Si tu as envie de venir sur mon blog c'est ici:
http://www.lamarreedesmots.com/
Nom d'utilisateur: Nadine
Mot de passe: 54321
À bientôt

christw 21/04/2014 06:31

Heureux de te rencontrer du Canada autour des livres. Content que tu apprécies le blog et le dises. J'espère que nos échanges seront fructueux, je vais de ce pas visiter la marée des mots.

Tania 23/02/2014 19:27

J'en avais entendu grand bien, voilà un rappel bienvenu, merci.

Christw 25/02/2014 06:16



Si vous y allez, j'attendrai un de vos billets. Elle a obtenu le Renaudot 2012 avec Notre-Dame du Nil.



Annie 23/02/2014 16:08

Désolée pour toutes les fautes de frappe laissées dans mon commentaire. Mes yeux très récemment "réparés" ne sont pas encore tout à fait au point !

Christw 25/02/2014 06:08



Bon rétablissement avant tout, Annie. Les yeux devienne un souci avec l'âge, outre les lunettes nécessaires, les miens sont souvent irrités. Agaçant. 



Annie 23/02/2014 08:27

Je n'ai pas lu ses livre, mais je vais le faire ! Tout ce que vos en dîtes m'intéresse et jusqu'à présent j'ai toujours été extrèmeùent frappée par la force des auteures africaines.

Christw 23/02/2014 10:08



C'est la première que je découvre et avec intérêt, vraiment. Avec une parfaire sobriété, elle a de la force, effectivement. 


Bon dimanche. 



Aifelle 23/02/2014 06:28

J'ai oublié de préciser que le procès se déroule en ce moment, ce qui est bien tard ..

Christw 23/02/2014 06:36



Ce procès n'est pas très médiatisé, ici en tous cas. Je viens de lire un article du Monde sur la difficulté pour les victimes de témoigner à 6000km de chez eux. On ne peut pourtant pas
laisser cela impuni. Ce que fait Mukasonga, mettre des mots et redonner vie à sa mère est aussi important.
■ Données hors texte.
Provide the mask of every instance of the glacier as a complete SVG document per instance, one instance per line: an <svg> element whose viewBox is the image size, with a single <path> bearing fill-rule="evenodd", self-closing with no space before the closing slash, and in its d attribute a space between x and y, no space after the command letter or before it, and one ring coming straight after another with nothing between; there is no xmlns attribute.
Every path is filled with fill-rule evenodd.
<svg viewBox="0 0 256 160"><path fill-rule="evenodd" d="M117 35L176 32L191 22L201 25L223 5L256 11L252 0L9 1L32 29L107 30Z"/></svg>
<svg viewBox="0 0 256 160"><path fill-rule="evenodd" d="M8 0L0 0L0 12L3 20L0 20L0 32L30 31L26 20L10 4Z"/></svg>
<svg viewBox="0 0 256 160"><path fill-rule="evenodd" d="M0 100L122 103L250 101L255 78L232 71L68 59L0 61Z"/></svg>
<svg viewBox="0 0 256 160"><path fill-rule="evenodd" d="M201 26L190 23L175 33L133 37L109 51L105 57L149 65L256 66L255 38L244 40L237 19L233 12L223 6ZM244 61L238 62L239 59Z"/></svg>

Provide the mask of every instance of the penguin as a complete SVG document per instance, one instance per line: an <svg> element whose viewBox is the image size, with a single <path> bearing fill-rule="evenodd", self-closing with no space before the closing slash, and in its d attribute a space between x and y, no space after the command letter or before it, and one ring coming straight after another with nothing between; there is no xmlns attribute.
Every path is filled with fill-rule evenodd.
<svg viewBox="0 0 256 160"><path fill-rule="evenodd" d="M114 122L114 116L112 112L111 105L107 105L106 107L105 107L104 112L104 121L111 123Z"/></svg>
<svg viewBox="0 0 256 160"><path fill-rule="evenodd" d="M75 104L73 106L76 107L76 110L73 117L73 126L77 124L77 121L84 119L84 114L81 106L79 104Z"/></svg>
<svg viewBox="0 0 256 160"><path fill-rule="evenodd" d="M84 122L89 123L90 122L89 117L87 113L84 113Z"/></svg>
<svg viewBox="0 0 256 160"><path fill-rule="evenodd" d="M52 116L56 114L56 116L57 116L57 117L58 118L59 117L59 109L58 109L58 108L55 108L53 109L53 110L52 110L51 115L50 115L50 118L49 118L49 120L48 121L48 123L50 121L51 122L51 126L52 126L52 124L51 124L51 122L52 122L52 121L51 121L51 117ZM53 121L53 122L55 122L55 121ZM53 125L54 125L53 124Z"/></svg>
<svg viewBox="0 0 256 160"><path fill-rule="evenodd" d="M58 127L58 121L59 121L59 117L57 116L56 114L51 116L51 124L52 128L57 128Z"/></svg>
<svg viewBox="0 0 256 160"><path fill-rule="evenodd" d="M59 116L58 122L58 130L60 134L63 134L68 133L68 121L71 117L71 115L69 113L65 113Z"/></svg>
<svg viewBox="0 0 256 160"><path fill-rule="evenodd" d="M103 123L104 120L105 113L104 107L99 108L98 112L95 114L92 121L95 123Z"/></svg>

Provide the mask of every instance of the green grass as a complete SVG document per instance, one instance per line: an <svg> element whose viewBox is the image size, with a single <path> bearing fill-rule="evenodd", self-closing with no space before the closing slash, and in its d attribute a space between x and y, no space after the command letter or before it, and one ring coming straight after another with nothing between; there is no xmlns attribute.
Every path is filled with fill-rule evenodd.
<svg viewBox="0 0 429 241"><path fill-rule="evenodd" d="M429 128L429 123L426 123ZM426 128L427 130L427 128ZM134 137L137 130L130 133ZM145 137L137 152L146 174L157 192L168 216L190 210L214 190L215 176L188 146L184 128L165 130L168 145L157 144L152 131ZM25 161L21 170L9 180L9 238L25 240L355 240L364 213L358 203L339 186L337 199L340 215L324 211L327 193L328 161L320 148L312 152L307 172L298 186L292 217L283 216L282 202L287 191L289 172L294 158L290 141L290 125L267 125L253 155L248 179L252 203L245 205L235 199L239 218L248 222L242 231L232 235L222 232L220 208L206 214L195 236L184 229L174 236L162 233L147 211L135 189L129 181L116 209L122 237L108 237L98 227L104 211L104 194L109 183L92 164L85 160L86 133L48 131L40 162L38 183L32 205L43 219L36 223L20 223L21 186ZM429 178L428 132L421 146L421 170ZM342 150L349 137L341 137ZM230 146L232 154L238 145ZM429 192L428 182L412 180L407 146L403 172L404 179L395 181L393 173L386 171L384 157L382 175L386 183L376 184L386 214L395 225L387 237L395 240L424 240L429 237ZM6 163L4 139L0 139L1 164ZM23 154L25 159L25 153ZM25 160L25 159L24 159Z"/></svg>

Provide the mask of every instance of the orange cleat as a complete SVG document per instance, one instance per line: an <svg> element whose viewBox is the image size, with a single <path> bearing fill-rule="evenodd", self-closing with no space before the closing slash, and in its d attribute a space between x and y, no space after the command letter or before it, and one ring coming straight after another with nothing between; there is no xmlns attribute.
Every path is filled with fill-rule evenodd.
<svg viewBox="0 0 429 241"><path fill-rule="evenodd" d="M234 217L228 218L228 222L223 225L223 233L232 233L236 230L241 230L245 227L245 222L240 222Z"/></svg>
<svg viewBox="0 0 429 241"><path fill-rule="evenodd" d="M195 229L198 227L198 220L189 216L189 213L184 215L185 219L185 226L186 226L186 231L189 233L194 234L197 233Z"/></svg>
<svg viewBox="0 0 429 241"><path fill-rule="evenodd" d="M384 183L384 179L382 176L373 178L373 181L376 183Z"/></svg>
Je vais maintenant voir ce que vous proposez chez vous en bon dimanche.



Aifelle 23/02/2014 06:27

Voilà un livre qui attend sagement mon bon vouloir pour être lu. A l'occasion du premier procès en France d'un génocidaire, il y a eu quelques émissions de radio, avec témoignages, comme toujours
avec ce sujet-là c'était terrible. La France a joué un rôle aussi dont elle n'a pas à s'enorgueillir.

Pascale 22/02/2014 18:54

J'ai lu son dernier ouvrage que j'ai beaucoup aimé. Et bien sûr les livres de Jean Hatzfeld sur ce génocide. J'avais discuté avec lui au festival Étonnants voyageurs de Saint-Malo. Terrible...
Lisez Dans le nu de la vie.

Christw 22/02/2014 19:23



Je crois que ce livre de Hatzfeld viendrait en bon complément de celui-ci, je pars en quête. Merci pour le conseil !


 



Dominique 22/02/2014 10:47

j'ai très peu lu sur ce sujet car d'une façon générale l'Afrique ne m'attire pas mais ce type de témoignage lui est très tentant

Christw 22/02/2014 12:55



A priori l'Afrique ne m'attire pas beaucoup. Je crois que c'est parce que je n'y ai jamais voyagé.


Après quelques pages, j'ai apprécié les descriptions de la vie archaïque de cette tutsie réfugiée. Puis j'ai tenté de comprendre ses allusions aux Blancs et aux responsabilités, ce qui m'a
conduit à me passionner quelques moments pour le génocide. 


Je ne pensais pas qu'il y  avait une telle entreprise préméditée pour les tutsis. C'était organisé, comme le génocide juif.